In the final scene, Miranda is shown on a rock, holding a merbaby on her lap.

==Cast==

- Glynis Johns as Miranda Trewella
- Googie Withers as Clare Martin
- Griffith Jones as Dr Paul Martin
- John McCallum as Nigel
- Margaret Rutherford as Nurse Carey
- David Tomlinson as Charles
- Yvonne Owen as Betty
- Sonia Holm as Isobel
- Brian Oulton as Manell
- Zena Marshall as Secretary
- Lyn Evans as Inn Landlady
- Stringer Davis as Museum Attendant
- Hal Osmond as Railway Carman
- Maurice Denham as Cockle Vendor

==Original play==
The film was based on a play by Peter Blackmore. He says he was inspired to write it after writing a scientific article about mermaids. In the play on which the film is based, Miranda Trewella eventually has to return to Cornwall to spawn, much to the displeasure of Dr. Paul Martin's wife Clare. The play was a hit in London – starring Genine Graham – and had a run in New York with Diana Lynn.

==Production==
The film was put into production hurriedly in order to beat Mr. Peabody and the Mermaid to the screen. The initial director was Michael Chorlton. According to Ken Annakin, filming had been going for less than two weeks when Chorlton was fired by the head of the studio Gainsborough Pictures, Sydney Box, who was unhappy with the director's handling of the material, particularly his over-use of wide-angle, deep focus camera techniques. Box asked Annakin, who had just finished filming Broken Journey to take over, which the director reluctantly did after Box pointed out it was either him or someone else. Annakin took over with three days of preparation.

Annakin said the "script was full of well-tried, funny fishy jokes" and "was inevitably going to be a stagey-type movie." He says he "despised" Griffith Jones "as a man" because he was difficult to deal with, "always trying to score over the other actors." Annakin says he developed a crush on Glynis Johns during filming and she tried to seduce him one night (she was married but her husband Anthony Forwood was gay) - but he refused because he did not want her to have power over him. They went on to make six more films together.

The opening credits include the line "Tail by Dunlop". All underwater scenes were shot with a stunt double. Joan Hebden wore the tail by Dunlop. Johns stated in later interviews that the rubber tail was very buoyant, which caused problems as it tended to keep her head under the water.

There was location filming in London and Cornwall.

==Reception==
===Critical response===
The Monthly Film Bulletin wrote: "Here is a pleasant little comedy which brings a welcome change of temper to the contemporary British screen. The dialogue is witty, the situations well contrived, even if the joke wears a bit thin by the end and some of the effects are laboured. Glynis Johns makes a most enchanting mermaid, sophisticated and not at all 'hey nonny'. Margaret Rutherford gives a characteristically exuberant performance as the eccentric nurse, dancing the Mazurka or carrying out more domestic duties with equal zest. David Tomlinson is an amusing chauffeur, Griffith Jones does well as Paul, and Googie Withers, as his wife, acts with customary assurance."'

Variety wrote: "Everything is rightly played for laughs and Glynis Johns makes the mermaid an attractive and almost credible creature. Griffith Jones is good as her serious sponsor. Googie Withers turns in a nice performance as his bewildered wife, and David Tomlinson and John McCallum do well as the lovestruck swains. As nurse to the mermaid, Margaret Rutherford gets plenty of laughs, but occasionally descends to unnecessary burlesque."

===Box office===
Miranda was one of the most popular films at the British box office in 1948. According to Kinematograph Weekly, it was one of the runners-up for "biggest winner" at the box office.
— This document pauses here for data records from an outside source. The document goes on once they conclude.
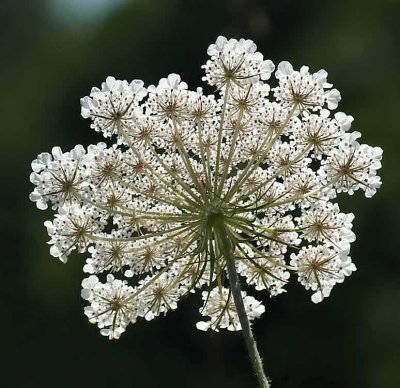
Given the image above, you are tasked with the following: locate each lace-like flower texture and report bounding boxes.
[30,37,382,338]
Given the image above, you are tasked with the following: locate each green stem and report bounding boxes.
[214,219,270,388]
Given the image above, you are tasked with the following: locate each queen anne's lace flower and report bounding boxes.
[30,37,382,338]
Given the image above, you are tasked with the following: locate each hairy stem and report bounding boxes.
[214,220,270,388]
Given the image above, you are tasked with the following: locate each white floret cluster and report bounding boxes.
[30,37,382,338]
Producer's receipts were £143,400 in the UK and £32,600 overseas meaning it recorded a profit of £5,600. Annakin says the film was not popular in America at all due to the release of Mr. Peabody and the Mermaid; he claims the makers of that movie threatened to sue Gainsborough Pictures for copyright infringement but the latter were protected by the fact it was based on a play.

==DVD release==
The film was released on home video for the first time in North America on DVD on 5 July 2011 from VCI Entertainment.